En cuanto la puerta se cierra, colocamos las sillas encima de las mesas y metemos lo básico en nuestras mochilas. James baja la cortina metálica y le pone el candado.

—Vamos. —Dice, caminando rápido. Le sigo el paso sin pensarlo.

Subimos al camión y nos sentamos juntos. Ninguno habla. La ciudad pasa por la ventana sin que yo realmente la vea. Solo pienso en papá. En la palabra "brote". En la voz de mamá intentando sonar fuerte.

Saco mi celular y le escribo.

"¿Cómo estás? ¿Cómo está él?"

La respuesta llega casi de inmediato.

"Estoy tratando de no llorar frente a tu padre, no lo quiero preocupar. Los espero."

El nudo en mi garganta se aprieta hasta doler. Le muestro el mensaje a James. Él lo lee, suelta un suspiro y vuelve a mirar su propio teléfono sin decir nada.

Guardo el mío y así seguimos, en silencio, por casi cuarenta minutos. El trayecto se siente eterno.

Cuando por fin bajamos del camión, casi corremos hasta la entrada de la clínica. El olor a desinfectante me golpea apenas cruzamos la puerta. En la sala de espera, vemos a mamá sentada en una de las sillas azules, con las manos apretadas entre sí.

Apenas nos ve, se levanta.

—Mamá... —Digo, y la abrazo con fuerza. James también rodea sus brazos alrededor de nosotros.

Ella respira hondo contra mi hombro, como si recién ahí pudiera soltar un poco del miedo que ha estado aguantando.

—Ya están aquí. —Susurra. —Qué bueno que llegaron.

Asentimos y nos sonreímos para darnos ánimos entre todos.
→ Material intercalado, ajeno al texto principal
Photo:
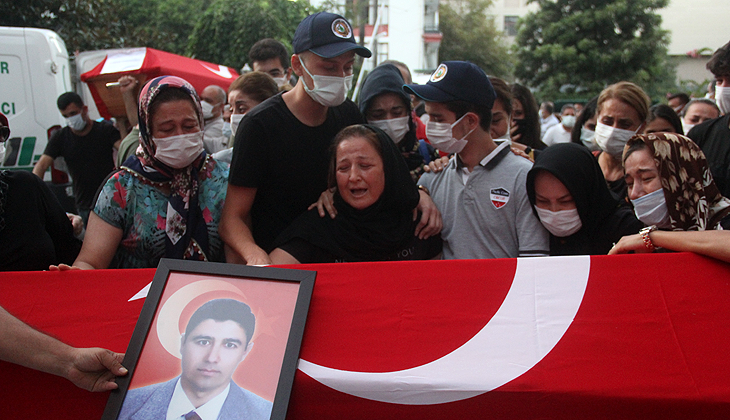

La enfermera nos avisa que ya podemos pasar, pero solo dos a la vez. Mamá insiste en que James y yo entremos primero. Y después de unos segundos entramos.

El cuarto es pequeño, con una ventana que da a los árboles del estacionamiento. El vidrio está empañado por dentro, como si la calefacción del cuarto y el aire frío de afuera estuvieran peleando. El monitor junto a la cama emite pitidos suaves, constantes. El olor a desinfectante es fuerte, pero no desagradable.